Spinal Anaesthesia, General Anaesthesia, Nerve Block and Epidural Anaesthesia are common terms for procedures. To understand what they mean, we have explained each procedure:
This requires an injection of local anaesthetic into the fluid of the spinal canal. This anaesthetic temporarily alters the way the spinal nerves work and there is no pain felt from the waist down. This procedure can last for several hours and may also be used with a general anaesthetic. Morphine can be added to provide long lasting pain relief post-operatively.
General anaesthesia is used if other methods described are not suitable, if the operation is complicated or if the patient has a preference for being anaesthetised. Patients are fully sedated under a general anaesthetic.

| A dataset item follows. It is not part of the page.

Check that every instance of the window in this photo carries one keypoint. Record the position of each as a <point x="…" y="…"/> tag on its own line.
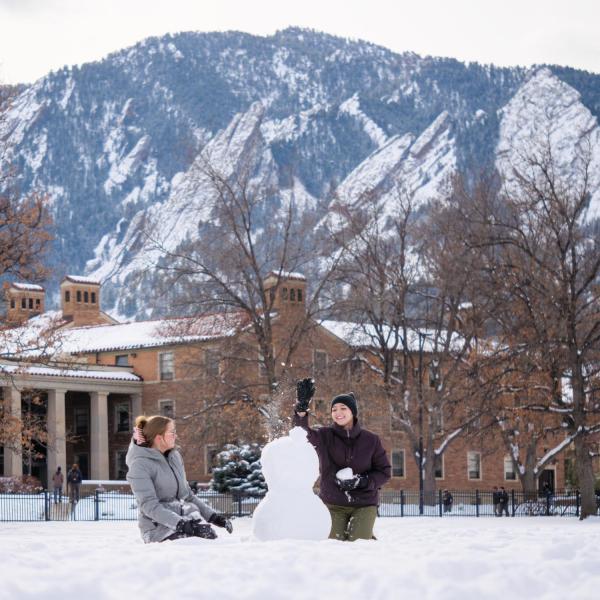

This is where local anaesthetic is injected to block the nerves that supply the operative area. Nerve blocks are often combined with general or spinal anaesthesia to provide excellent long lasting pain relief.

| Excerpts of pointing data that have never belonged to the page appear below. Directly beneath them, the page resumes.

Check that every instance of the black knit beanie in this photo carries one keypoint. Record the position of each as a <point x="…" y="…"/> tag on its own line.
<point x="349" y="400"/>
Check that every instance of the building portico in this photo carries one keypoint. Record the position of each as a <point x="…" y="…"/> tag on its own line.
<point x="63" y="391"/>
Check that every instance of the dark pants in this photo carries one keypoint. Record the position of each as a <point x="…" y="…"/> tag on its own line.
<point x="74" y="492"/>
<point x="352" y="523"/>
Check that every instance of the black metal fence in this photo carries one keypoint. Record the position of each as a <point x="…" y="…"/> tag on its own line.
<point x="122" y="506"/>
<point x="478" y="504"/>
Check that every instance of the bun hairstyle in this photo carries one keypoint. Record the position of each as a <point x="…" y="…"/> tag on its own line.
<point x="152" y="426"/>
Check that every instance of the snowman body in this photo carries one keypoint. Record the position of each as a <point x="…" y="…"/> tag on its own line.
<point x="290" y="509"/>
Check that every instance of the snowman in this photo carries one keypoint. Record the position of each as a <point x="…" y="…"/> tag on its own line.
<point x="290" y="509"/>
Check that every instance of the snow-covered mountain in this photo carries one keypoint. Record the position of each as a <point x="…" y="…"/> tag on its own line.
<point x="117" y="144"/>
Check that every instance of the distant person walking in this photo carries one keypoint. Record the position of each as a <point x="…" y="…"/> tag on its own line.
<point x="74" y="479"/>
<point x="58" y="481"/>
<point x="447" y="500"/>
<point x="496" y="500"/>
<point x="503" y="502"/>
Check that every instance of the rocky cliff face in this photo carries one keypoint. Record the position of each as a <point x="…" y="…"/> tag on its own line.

An epidural is the injection of an anaesthetic drug into the lower back by injecting local anaesthetic under the skin. The epidural is performed by the use of a thin soft tube (catheter) being inserted via an epidural needle through the spinal ligaments between two vertebrae. The needle is removed and the catheter is left in place. The anaesthetic is given gradually as required to control the pain.
Spinal and epidural anaesthetics by themselves do not cause drowsiness but can be used in conjunction with intravenous sedation.